OPÉRA – Avez-vous remarqué ? La plupart des expressions portant un nom d’oiseau sont négatives ou péjoratives. À commencer par les fameux « noms d’oiseaux », d’ailleurs ! Heureusement, cette Rondine (prononcer RRRondiné) est une hirondelle qui fera notre printemps. En Automne.

Coucou Puccini !

Parce qu’il n’est pas une poule mouillée et alors qu’il n’est déjà plus un perdreau de l’année, Puccini (dont nous commémorons les 100 ans de la mort) décide de se risquer dans d’autres répertoires que les tragédies qui ont fait son succès. Avant de se lancer dans son chant du cygne, le Triptyque (avec le si grinçant Gianni Schicchi) et son Turandot resté inachevé, il se laisse embaucher par la direction du Carltheater de Vienne, qui fait alors le pied de grue devant sa porte pour lui commander une opérette (déjà considéré comme le vilain petit canard du genre lyrique). Mais faute de grive, on mange des merles : la première guerre mondiale éclatant peu après, c’est finalement une Comédie lyrique qui est créée à Monte-Carlo en 1917. L’ouvrage garde un ton léger presque jusqu’au dénouement, qui est cruel mais pas tragique : la preuve est faite qu’on peut émouvoir le public sans qu’un méchant baryton ne provoque la mort de la soprano. Le résultat ressemble à une synthèse de Capriccio de Strauss (le premier acte, une conversation de salon) qui ne sera créé que 24 ans plus tard, La Bohème de Puccini lui-même (l’acte II, chez Bullier, pourrait tout aussi bien être chez Momus, sauf que cette fois, personne ne se caille) et La Traviata de Verdi (à l’acte III, la courtisane doit renoncer à l’amour et à la rédemption, faute de pouvoir se marier, et retourne dans sa cage dorée). Dit comme ça, ça ne semble pas casser trois pattes à un canard, mais l’aigle n’engendrant point la colombe, Puccini apporte à la partition son génie mélodique, sa puissance orchestrale, et sa capacité à articuler des ensembles somptueux (comme le quatuor avec chœur de l’acte II). 

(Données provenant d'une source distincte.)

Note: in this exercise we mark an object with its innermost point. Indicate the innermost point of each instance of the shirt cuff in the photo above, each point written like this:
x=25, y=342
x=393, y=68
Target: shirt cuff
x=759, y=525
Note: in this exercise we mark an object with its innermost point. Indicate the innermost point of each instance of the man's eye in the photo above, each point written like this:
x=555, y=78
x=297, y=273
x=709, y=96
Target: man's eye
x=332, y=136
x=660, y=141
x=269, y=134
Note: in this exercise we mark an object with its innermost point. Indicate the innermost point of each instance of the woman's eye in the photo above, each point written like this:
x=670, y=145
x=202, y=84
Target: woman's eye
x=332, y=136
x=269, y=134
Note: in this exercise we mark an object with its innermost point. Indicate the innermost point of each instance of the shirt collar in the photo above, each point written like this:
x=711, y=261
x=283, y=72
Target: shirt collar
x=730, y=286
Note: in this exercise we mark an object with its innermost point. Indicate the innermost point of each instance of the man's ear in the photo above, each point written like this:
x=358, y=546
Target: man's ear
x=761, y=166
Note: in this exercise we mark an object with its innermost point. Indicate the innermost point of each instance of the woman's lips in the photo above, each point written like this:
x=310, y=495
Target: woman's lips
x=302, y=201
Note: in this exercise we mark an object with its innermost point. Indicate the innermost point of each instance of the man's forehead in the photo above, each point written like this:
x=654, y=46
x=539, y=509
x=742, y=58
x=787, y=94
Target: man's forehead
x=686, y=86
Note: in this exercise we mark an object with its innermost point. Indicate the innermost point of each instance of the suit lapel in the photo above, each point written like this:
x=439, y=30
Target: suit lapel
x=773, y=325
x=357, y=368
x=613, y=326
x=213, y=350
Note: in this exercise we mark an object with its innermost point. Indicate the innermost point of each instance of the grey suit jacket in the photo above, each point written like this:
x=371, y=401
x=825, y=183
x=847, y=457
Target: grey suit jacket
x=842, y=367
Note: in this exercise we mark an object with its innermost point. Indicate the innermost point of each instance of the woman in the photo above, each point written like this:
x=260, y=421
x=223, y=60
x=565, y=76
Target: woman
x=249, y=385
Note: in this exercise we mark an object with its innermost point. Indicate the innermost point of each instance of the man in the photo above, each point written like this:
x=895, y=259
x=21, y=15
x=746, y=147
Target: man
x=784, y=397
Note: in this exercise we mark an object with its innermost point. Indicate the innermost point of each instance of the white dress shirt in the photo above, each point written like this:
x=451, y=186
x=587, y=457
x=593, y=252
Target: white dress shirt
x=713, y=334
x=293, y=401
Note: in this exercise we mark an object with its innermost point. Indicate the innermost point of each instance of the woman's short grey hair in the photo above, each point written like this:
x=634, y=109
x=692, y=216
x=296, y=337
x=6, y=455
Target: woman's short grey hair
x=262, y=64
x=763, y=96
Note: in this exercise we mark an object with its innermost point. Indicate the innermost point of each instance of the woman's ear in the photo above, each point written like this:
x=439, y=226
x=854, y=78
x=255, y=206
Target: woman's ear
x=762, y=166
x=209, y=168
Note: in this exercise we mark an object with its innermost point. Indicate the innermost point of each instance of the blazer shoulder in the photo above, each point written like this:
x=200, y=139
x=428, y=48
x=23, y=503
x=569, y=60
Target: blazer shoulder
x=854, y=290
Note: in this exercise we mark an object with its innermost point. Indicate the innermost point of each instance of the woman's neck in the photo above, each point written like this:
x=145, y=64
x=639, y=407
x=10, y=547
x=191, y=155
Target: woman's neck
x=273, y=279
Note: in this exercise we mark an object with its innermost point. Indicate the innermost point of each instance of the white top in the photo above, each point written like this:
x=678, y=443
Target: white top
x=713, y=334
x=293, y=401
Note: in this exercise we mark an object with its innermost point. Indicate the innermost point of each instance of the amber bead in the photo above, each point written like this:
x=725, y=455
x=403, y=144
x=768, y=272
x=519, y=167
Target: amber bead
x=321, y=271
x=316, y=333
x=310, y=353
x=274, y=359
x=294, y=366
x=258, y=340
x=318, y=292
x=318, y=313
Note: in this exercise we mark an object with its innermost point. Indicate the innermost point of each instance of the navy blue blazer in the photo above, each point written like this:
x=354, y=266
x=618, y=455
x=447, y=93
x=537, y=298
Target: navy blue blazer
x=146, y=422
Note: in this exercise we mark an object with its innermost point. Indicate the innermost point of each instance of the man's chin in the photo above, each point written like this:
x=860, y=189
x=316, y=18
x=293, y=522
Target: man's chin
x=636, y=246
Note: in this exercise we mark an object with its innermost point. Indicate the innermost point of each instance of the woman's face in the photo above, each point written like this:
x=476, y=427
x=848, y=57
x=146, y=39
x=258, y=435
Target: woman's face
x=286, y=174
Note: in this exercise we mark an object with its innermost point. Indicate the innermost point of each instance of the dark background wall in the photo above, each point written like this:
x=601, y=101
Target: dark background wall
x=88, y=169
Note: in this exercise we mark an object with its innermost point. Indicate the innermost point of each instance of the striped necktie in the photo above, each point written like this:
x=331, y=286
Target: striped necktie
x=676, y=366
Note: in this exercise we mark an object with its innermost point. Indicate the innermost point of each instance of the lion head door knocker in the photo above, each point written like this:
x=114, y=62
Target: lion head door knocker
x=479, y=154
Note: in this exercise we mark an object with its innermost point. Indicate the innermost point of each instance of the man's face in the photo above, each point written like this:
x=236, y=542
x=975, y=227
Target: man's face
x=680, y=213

© Philippe Gisselbrecht – Opéra-Théâtre de l’Eurométropole de Metz
Un nid douillet

On ne va pas faire l’autruche, la note de mise en scène de Paul-Émile Fourny est maigre comme un coucou qui aurait un appétit d’oiseau : son souhait est de faire une production « poétique […], un complément dramaturgique imaginaire, beau et sincère, comme un écrin rendant justice à la partition ». Autrement dit, il refuse de céder au miroir aux alouettes d’un parti-pris choquant, d’un angle torturé, d’une réinterprétation hasardeuse. Une mise en scène super traditionnelle, respectueuse du livret ! Certains pousseront des cris d’orfraie (le saviez-vous ? une orfraie est un rapace diurne) et lui voleront dans les plumes, mais son pari est réussi : les décors (signés Benito Leonori) et les costumes (de Giovanna Fiorentini) sont esthétiques. Au final, l’intrigue et surtout la partition, sont bien mises en valeur. 

Les rossignols chantaient
  • Gabrielle Philiponet est convaincante en Magda, grâce à son jeu investi, notamment dans les passages plus dramatiques, mais aussi par sa voix lyrique au vibrato présent, qui manque toutefois de nuances. Ses graves sont poitrinés avec maîtrise et une grande habileté dans les changements de registre. 
  • Son tourtereau, Ruggero Lastouc, est interprété par Thomas Bettinger au timbre en clair-obscur. Sa voix très couverte et bien émise se trouve déséquilibrée dans l’aigu, mais il parvient malgré tout à se montrer touchant. 
  • En Lisette, jeune bonne à la cervelle de moineau, Louise Foor déploie ses ailes par sa voix brillante et fine, ses beaux aigus purs et vibrants, et sa diction précise et vive.
  • Christian Collia apparaît plus léger en Prunier (pourtant un rôle très présent tout au long de l’ouvrage). Remonté comme un coucou, il déploie un jeu de comédien abouti, et accompagne son chant au piano avec maîtrise. Mais vocalement, sa voix manque de relief et de timbre, et sa ligne manque souvent de justesse. Petit à petit, l’oiseau fait toutefois son nid et sa voix prend de l’assurance au fil du spectacle, s’appuyant sur son timbre clair et une jolie voix de fausset, sans jamais se mettre à la hauteur de ses partenaires. 
  • Jean-Luc Ballestra apporte à son personnage de Rambaldo une certaine noblesse, tant par son port au regard d’aigle et par son jeu que par sa voix bien émise, large, sombre et sonore. 
  • Apolline HachlerLucile Lou Gaier et Adélaïde Mansart forment un trio (Yvette, Bianca et Suzy) enjoué et bien ensemble. 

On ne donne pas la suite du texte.